Duas ideias a reter. O tempo de supervisão e o custo de adaptação são ambos custos que já suporta hoje, quer alguém os some ou não — calculá-los não os altera, apenas os torna visíveis. E o custo por contratação não é um dado fixo: desce assim que a sua conversão sobe, e nada neste modelo o altera mais depressa do que um percurso mais bem pensado.
Compare o número que aqui obtém com o que uma vaga e um processo de recrutamento lhe custam normalmente. Essa é a verdadeira comparação — não 'estagiário grátis' contra 'contratação cara', mas dois custos que merecem, ambos, um número.
O que fazer com isto nesta leva, este ano e no próximo
Ninguém consegue corrigir quatro números ao mesmo tempo. Esta ordem funciona, porque cada passo torna o seguinte mensurável.
Esta leva — faça as contas uma vez
- Preencha a calculadora acima com os números do seu estagiário atual ou mais recente.

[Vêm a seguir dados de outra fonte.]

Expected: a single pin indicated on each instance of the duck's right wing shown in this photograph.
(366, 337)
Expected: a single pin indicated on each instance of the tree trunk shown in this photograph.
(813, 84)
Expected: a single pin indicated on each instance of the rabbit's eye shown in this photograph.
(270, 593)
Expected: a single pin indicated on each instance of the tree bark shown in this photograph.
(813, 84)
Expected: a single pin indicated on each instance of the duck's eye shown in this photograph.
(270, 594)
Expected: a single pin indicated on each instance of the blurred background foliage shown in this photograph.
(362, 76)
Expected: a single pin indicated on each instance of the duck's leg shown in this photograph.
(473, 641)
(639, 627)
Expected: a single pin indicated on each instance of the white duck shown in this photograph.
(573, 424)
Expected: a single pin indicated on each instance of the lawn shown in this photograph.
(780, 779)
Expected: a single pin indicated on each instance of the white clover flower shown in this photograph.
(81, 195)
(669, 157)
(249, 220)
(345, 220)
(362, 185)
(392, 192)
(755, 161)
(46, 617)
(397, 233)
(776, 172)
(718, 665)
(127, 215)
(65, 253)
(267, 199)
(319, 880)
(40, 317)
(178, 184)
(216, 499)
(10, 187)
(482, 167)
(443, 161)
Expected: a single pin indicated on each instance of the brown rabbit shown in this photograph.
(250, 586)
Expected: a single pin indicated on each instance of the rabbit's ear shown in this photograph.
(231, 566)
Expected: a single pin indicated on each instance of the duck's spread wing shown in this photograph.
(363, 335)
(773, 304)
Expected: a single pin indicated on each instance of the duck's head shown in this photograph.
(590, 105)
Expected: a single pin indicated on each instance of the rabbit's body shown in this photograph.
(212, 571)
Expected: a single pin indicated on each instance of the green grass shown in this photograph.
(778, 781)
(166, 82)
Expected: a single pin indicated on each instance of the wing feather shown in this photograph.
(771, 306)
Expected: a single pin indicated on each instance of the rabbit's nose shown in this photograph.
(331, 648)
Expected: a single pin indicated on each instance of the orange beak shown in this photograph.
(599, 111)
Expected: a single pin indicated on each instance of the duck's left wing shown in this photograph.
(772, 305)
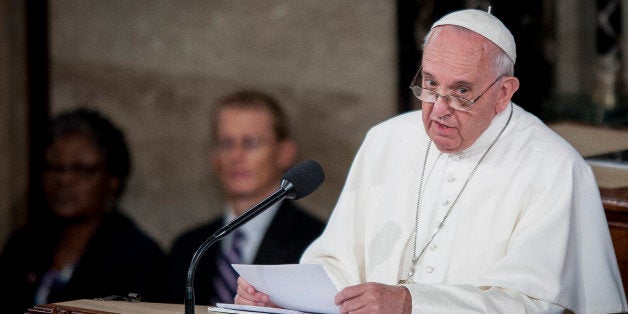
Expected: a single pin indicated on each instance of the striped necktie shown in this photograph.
(225, 281)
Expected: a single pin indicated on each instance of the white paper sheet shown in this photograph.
(301, 287)
(248, 309)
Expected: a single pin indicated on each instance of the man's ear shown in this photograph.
(508, 88)
(287, 154)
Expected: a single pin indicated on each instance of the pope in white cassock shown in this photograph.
(471, 204)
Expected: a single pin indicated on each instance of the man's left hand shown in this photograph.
(373, 297)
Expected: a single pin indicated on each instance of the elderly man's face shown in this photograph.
(457, 63)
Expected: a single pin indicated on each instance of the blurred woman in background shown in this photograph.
(85, 247)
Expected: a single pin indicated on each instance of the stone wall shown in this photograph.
(156, 67)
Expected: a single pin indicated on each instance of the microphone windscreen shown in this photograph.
(306, 177)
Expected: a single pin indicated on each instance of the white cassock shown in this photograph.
(527, 234)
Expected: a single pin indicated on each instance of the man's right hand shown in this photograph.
(248, 295)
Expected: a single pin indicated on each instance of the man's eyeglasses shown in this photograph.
(455, 102)
(247, 144)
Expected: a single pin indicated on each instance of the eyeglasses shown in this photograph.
(455, 102)
(247, 144)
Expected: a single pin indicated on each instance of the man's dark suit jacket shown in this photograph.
(290, 232)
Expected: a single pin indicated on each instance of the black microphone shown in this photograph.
(299, 181)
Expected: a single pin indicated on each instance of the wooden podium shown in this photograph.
(86, 306)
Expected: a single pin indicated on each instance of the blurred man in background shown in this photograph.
(251, 150)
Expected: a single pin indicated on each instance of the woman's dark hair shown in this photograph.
(108, 139)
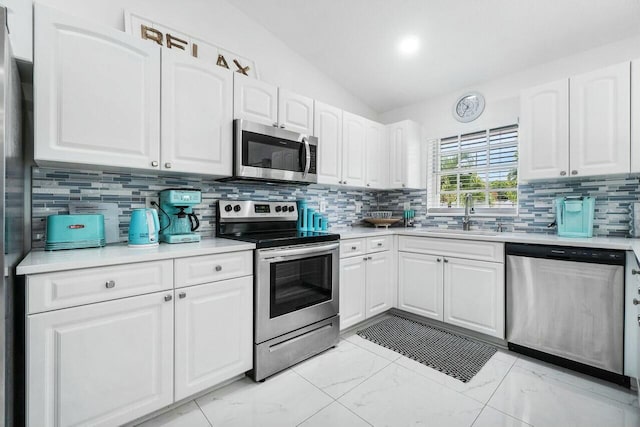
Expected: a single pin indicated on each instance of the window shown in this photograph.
(483, 164)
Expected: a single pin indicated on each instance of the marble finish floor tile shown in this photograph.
(185, 415)
(338, 370)
(373, 347)
(481, 386)
(542, 401)
(490, 417)
(283, 400)
(335, 415)
(396, 396)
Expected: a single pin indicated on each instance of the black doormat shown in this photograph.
(454, 355)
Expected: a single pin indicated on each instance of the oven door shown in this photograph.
(270, 153)
(295, 287)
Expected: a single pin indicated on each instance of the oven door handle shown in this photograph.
(281, 254)
(307, 156)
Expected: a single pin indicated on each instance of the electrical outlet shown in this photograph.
(149, 199)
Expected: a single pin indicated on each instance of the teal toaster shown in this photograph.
(74, 231)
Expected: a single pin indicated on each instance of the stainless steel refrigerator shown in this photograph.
(15, 223)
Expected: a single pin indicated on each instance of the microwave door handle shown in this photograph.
(307, 150)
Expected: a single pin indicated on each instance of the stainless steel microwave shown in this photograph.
(269, 153)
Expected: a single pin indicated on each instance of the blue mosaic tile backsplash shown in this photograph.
(53, 189)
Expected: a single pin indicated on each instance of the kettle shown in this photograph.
(144, 227)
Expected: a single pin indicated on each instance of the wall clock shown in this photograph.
(468, 107)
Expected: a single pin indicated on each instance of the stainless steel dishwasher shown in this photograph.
(565, 305)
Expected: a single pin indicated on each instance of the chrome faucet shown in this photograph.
(468, 209)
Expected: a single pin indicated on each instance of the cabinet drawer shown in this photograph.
(377, 244)
(52, 291)
(211, 268)
(469, 249)
(352, 247)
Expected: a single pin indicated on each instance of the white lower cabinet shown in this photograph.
(352, 291)
(100, 364)
(460, 291)
(213, 334)
(473, 295)
(420, 284)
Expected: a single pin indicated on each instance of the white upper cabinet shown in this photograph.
(328, 128)
(353, 150)
(100, 364)
(255, 100)
(20, 25)
(407, 162)
(635, 116)
(577, 127)
(600, 121)
(377, 156)
(97, 94)
(197, 116)
(544, 131)
(295, 112)
(213, 333)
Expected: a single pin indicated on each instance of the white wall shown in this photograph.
(502, 94)
(222, 24)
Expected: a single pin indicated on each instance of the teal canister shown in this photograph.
(302, 215)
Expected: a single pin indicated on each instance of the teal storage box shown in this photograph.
(74, 231)
(574, 216)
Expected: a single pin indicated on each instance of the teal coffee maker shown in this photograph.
(574, 216)
(178, 222)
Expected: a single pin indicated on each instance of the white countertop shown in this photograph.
(620, 243)
(41, 261)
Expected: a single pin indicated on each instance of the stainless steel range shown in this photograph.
(295, 282)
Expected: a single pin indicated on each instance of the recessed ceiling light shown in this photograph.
(409, 45)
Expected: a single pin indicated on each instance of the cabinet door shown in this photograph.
(544, 131)
(328, 128)
(100, 364)
(420, 284)
(379, 283)
(255, 100)
(214, 334)
(474, 295)
(397, 157)
(377, 158)
(635, 116)
(197, 116)
(97, 94)
(353, 150)
(295, 112)
(352, 291)
(599, 121)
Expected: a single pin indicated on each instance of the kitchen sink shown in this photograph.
(459, 232)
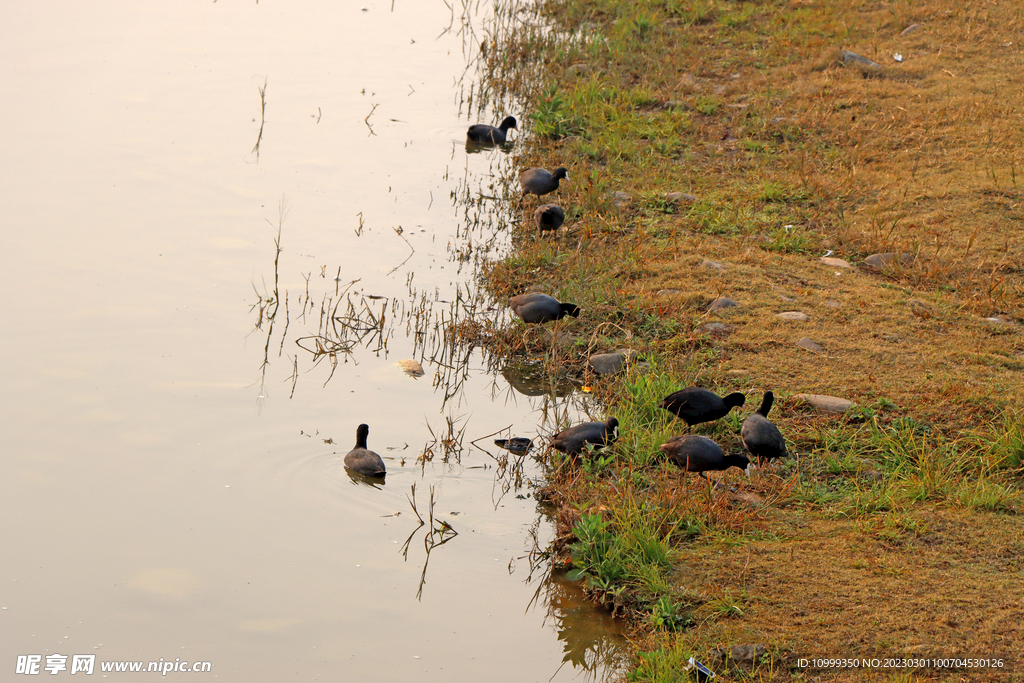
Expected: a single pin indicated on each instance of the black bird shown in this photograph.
(695, 404)
(760, 436)
(699, 454)
(549, 217)
(481, 132)
(520, 445)
(360, 459)
(537, 307)
(573, 439)
(541, 181)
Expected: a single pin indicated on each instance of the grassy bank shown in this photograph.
(719, 148)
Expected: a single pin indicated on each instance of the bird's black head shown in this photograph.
(611, 429)
(569, 309)
(360, 435)
(766, 403)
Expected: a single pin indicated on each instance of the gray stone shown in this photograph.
(717, 329)
(687, 83)
(722, 303)
(680, 198)
(744, 656)
(853, 59)
(920, 308)
(412, 367)
(621, 199)
(836, 262)
(607, 364)
(884, 260)
(809, 344)
(825, 403)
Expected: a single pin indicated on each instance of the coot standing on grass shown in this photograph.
(541, 181)
(760, 436)
(549, 217)
(695, 404)
(481, 132)
(363, 460)
(573, 439)
(699, 454)
(537, 307)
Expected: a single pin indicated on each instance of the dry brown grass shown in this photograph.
(790, 153)
(855, 589)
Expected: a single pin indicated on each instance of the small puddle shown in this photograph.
(235, 227)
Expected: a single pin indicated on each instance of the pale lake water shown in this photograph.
(163, 494)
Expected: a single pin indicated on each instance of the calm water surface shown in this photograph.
(171, 482)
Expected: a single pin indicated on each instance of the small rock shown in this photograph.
(825, 403)
(748, 497)
(680, 198)
(884, 260)
(809, 344)
(607, 364)
(836, 262)
(722, 303)
(720, 330)
(852, 58)
(412, 368)
(920, 308)
(739, 655)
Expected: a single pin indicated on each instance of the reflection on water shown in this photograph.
(592, 638)
(530, 379)
(475, 147)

- Anote as três linhas em separado: subsídio, supervisão e custo de adaptação — e, se souber, se esse estagiário chegou ao fim do estágio.
- Pergunte a quem supervisiona quantos minutos por hora gasta mesmo com isso; é quase sempre mais do que todos assumiam à partida.
- Compare o número final com o que uma vaga e um processo de recrutamento lhe custam normalmente.
Este ano — meça em vez de estimar
- Registe, leva a leva, quantos estagiários chegam ao fim do estágio e quantos acaba por contratar.
- Fixe um plano de integração, para que cada leva custe menos tempo de supervisão do que a anterior.
- Pergunte a quem supervisiona o que ajudaria a encurtar o período de adaptação — normalmente é uma primeira semana mais clara, não um estágio mais longo.
- Calcule a sua própria taxa de conversão ao fim de duas ou três levas, em vez de confiar numa impressão.
No próximo ano — decida com números, não com hábito
- Compare a sua própria taxa de conversão com o custo por contratação e decida se os estágios saem mais baratos do que contratar a frio, para o seu restaurante.
- Ajuste o número de estágios por ano à capacidade de supervisão que realmente tem, não ao número de escolas que contactam.
- Coloque este modelo de cálculo ao lado dos restantes custos de pessoal no seu planeamento anual — um estagiário pertence à mesma conta que qualquer outra linha da folha de vencimentos.
Um estagiário é um investimento, não um favor
'Ajuda grátis' nunca foi a descrição correta. Um estagiário custa o tempo de supervisão dos seus melhores colaboradores, um período de adaptação em que o posto funciona subdimensionado e — numa parte de cada leva — um percurso que nunca chega a terminar. Isso não é motivo para deixar de receber estagiários; é motivo para os calcular como calcula qualquer outro custo.
O subsídio foi sempre a linha mais pequena. Assim que conta as outras duas, a pergunta muda: já não é 'este estagiário é grátis', mas 'quanto custa, de facto, a contratação que resulta dele, e isso é menos do que contratar a frio'.
Faça essa conta antes de a próxima leva começar, não depois. Cada número na calculadora acima é algo que já pode perguntar hoje à sua própria equipa — o tempo de supervisão, o ritmo de adaptação, e a percentagem que fica.